Cuentan que una señora muy peripuesta y pizpireta se acercó un mal día a Winston Churchill y le espetó, sin mucho miramiento: “Ay, sir Winston, ¡qué gordo se ha puesto usted!”, A lo que el premier británico respondió, con idéntica falta de tacto: “Es verdad, señora. Pero lo mío tiene remedio. Me temo que no pueda decirse lo mismo de su cara”.

La pata de banco me hizo gracia, y admito que la utilicé, aunque dulcificada, en cierta ocasión en la que una señora de ésas que creen que es gracioso ser sincera hasta lo desagradable aludió a los kilos de más que adornan mi cintura. Le dije: “Querida amiga: sé de sobra que he engordado. En mi casa hay varios espejos, y veo en ellos cada día mi triste figura. ¿No tiene usted ninguno que le ayude a hacerse cargo de la suya?”.

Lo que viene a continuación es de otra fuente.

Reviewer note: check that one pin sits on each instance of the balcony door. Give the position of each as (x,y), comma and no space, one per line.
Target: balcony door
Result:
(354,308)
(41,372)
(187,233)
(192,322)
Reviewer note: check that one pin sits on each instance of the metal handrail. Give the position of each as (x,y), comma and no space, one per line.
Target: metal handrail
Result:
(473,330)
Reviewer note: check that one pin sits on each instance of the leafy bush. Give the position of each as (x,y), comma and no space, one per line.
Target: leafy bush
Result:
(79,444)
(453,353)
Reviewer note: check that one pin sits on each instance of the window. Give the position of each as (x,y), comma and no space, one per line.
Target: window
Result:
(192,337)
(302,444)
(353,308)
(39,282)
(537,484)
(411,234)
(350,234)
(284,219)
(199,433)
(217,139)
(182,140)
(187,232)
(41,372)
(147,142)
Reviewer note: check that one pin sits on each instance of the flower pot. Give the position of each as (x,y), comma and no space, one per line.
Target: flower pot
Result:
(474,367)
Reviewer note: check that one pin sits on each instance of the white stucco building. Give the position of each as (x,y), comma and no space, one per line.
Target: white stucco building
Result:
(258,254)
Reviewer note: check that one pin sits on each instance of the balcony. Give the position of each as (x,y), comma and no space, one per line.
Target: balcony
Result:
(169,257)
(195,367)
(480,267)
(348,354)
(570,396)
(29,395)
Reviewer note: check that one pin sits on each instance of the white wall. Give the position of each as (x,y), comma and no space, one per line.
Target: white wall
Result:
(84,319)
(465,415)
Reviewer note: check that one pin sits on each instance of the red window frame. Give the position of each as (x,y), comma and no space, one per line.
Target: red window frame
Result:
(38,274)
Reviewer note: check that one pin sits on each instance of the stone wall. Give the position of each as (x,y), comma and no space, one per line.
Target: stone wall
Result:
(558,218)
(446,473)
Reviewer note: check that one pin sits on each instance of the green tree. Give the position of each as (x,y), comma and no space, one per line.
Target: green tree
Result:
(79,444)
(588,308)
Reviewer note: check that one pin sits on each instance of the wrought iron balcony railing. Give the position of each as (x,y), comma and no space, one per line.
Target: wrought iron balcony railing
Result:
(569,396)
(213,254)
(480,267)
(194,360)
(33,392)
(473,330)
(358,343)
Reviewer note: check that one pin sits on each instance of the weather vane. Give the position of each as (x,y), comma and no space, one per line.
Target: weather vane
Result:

Debería haberme abstenido. Lo cierto es que odio que se hagan referencias insultantes al físico (la altura, el peso, la visión, el andar, la abundancia o carencia de pelo, etc.) de las personas a las que se critica por razones político-ideológicas. Franco y Hitler fueron bajitos, como lo son Jiménez Losantos y Aznar, pero a ninguno de ellos cabe achacarle culpa alguna por esa circunstancia: es algo que les vino dado. Además, ¿qué tiene de malo ser bajito? En el ranking de la maldad humana hay tantos bajos como altos. De la misma manera que ha habido gordos de armas tomar, como Nerón, pero también gordos divertidos y encantadores, como Charles Laughton. Y peludos y calvos. Y cegatos y ojos de halcón. Y corredores y cojitrancos.

Leo una columna en la que se señala que a algunos de los miembros de ETA detenidos últimamente se les ve metidos en carnes. Imagino que su autor no recuerda a Mario Onaindia, que ocupó un puesto en la cúpula de la organización terrorista, entre los sesenta y los setenta, con una buena ristra de kilos en su abundante seno. Es más: luego se pasó al PSOE, y cambió de ideología, pero no de peso.

Mi propuesta es sencilla: critiquemos a quien creamos criticable, pero prescindamos de su físico más o menos afortunado, más o menos a nuestro gusto, ciñéndonos a lo que dice o hace por su propia voluntad.

Con eso suele bastar y sobrar.

Javier Ortiz. El dedo en la llaga, diario Público (4 de agosto de 2008).